We must maintain high standards of transparency, continuing to make the editorial histories of articles and the debates surrounding them visible to readers. Editors with conflicts of interest in their editing must openly declare them, so that readers may be aware of potential outside pressures affecting the articles they view. We must avoid succumbing to campaigns by external groups to manipulate our content for their own purposes.
Towards other editors
Our editors participate in the project expecting to be treated with courtesy. We must maintain high standards of decorum appropriate to an intellectual project. Attacks, smears, and threats directed against our colleagues must not be tolerated. Participating in Wikipedia can be fun and exciting, but editors who lack the maturity and self-control needed to take part in a fundamentally serious undertaking must be firmly asked to leave.
Editors must seek to resolve disagreements by polite discussion rather than through threats or harassment. Dissent is to be welcomed so long as it is presented calmly; vituperative rhetoric, on the other hand, must be curbed even if it espouses popular viewpoints.
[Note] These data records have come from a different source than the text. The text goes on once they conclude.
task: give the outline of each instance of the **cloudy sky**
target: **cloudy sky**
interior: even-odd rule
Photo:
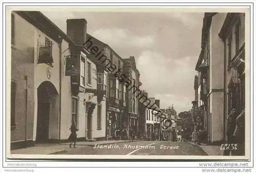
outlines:
[[[121,57],[135,57],[141,89],[160,99],[161,108],[191,108],[203,13],[42,12],[65,33],[67,19],[85,18],[88,33]]]

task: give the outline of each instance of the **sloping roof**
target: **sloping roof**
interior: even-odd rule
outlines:
[[[121,61],[123,61],[123,59],[122,58],[120,55],[119,55],[116,52],[115,52],[115,51],[113,50],[113,49],[112,48],[111,48],[111,46],[110,46],[110,45],[106,43],[105,43],[104,42],[103,42],[103,41],[100,41],[100,40],[96,38],[95,37],[94,37],[94,36],[92,36],[91,35],[88,34],[88,33],[87,33],[87,35],[90,37],[92,37],[93,38],[93,39],[94,39],[95,40],[97,40],[99,43],[100,43],[101,44],[102,44],[103,46],[105,46],[106,47],[108,47],[108,48],[109,48],[112,52],[113,52],[113,53],[114,53],[114,54],[115,54],[117,57],[118,57],[118,58],[120,58],[120,59],[121,60]]]

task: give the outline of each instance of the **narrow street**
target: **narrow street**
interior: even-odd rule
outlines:
[[[85,146],[58,154],[127,155],[198,155],[207,154],[199,146],[190,143],[140,141]]]

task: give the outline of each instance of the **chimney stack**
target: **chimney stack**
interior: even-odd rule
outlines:
[[[86,42],[87,21],[84,18],[67,20],[67,35],[76,44],[83,45]]]

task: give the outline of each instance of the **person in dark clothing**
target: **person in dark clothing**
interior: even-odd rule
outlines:
[[[69,128],[69,130],[71,132],[68,139],[69,141],[71,141],[70,144],[69,144],[69,147],[71,148],[72,143],[74,142],[73,148],[76,148],[76,136],[77,135],[76,132],[79,130],[79,129],[76,128],[76,123],[72,123],[70,128]]]
[[[236,118],[237,116],[236,114],[236,109],[234,108],[232,108],[231,110],[230,113],[227,116],[227,131],[226,134],[227,137],[226,143],[228,144],[236,143],[234,140],[233,136],[233,133],[236,128]],[[224,150],[223,156],[229,156],[230,152],[232,154],[233,151],[231,150],[231,147],[229,147],[229,149],[230,150]]]
[[[236,119],[236,129],[233,133],[234,140],[238,144],[237,150],[234,150],[232,155],[234,156],[245,155],[245,115],[244,109]]]

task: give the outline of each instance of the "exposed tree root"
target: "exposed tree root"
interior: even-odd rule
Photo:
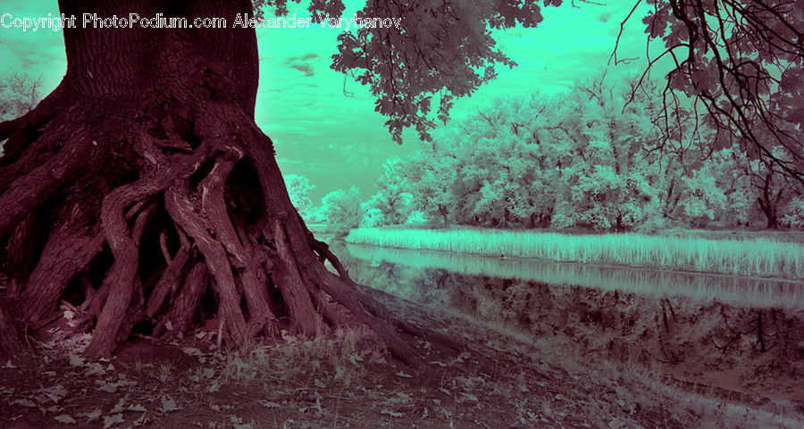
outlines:
[[[459,347],[394,316],[387,296],[349,278],[290,204],[272,143],[247,112],[209,103],[165,120],[137,107],[65,121],[45,105],[0,127],[16,135],[20,124],[49,121],[0,164],[0,177],[24,171],[0,193],[16,319],[36,330],[66,301],[91,329],[92,358],[112,355],[132,329],[175,336],[205,319],[234,346],[280,329],[315,335],[357,321],[406,362],[416,353],[402,333]],[[180,133],[173,123],[188,118]]]

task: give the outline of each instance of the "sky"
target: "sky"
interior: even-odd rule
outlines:
[[[498,77],[471,97],[459,99],[452,121],[460,120],[496,98],[533,91],[559,93],[574,82],[599,75],[607,68],[620,23],[635,0],[610,0],[605,4],[565,2],[542,8],[544,21],[535,29],[495,31],[498,46],[517,62],[508,70],[498,66]],[[345,16],[364,1],[347,1]],[[295,4],[294,4],[295,6]],[[610,79],[640,73],[646,65],[646,35],[637,12],[626,24],[618,48],[628,64],[611,65]],[[307,16],[303,6],[290,13]],[[46,17],[58,14],[55,0],[0,0],[0,15]],[[260,85],[255,120],[273,140],[284,174],[300,174],[316,186],[317,202],[326,193],[356,186],[364,198],[376,191],[373,182],[389,157],[404,157],[417,146],[415,133],[404,144],[391,141],[385,118],[374,111],[368,88],[330,69],[336,37],[342,29],[258,29]],[[657,44],[651,45],[656,55]],[[54,88],[66,71],[62,32],[36,32],[0,26],[0,76],[26,72],[41,77],[43,95]],[[345,95],[345,91],[352,96]]]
Towards the subjects of our articles
The subjects of our articles expect to be written about fairly and accurately. We must avoid becoming a tabloid for rumor, innuendo, and sensationalism, and must ensure that our biographies treat their subjects with due regard for privacy and basic human dignity. Complaints about the content of our articles on living persons must be treated with the utmost attention and urgency, and our editorial standards on such articles must be the most exacting we can muster.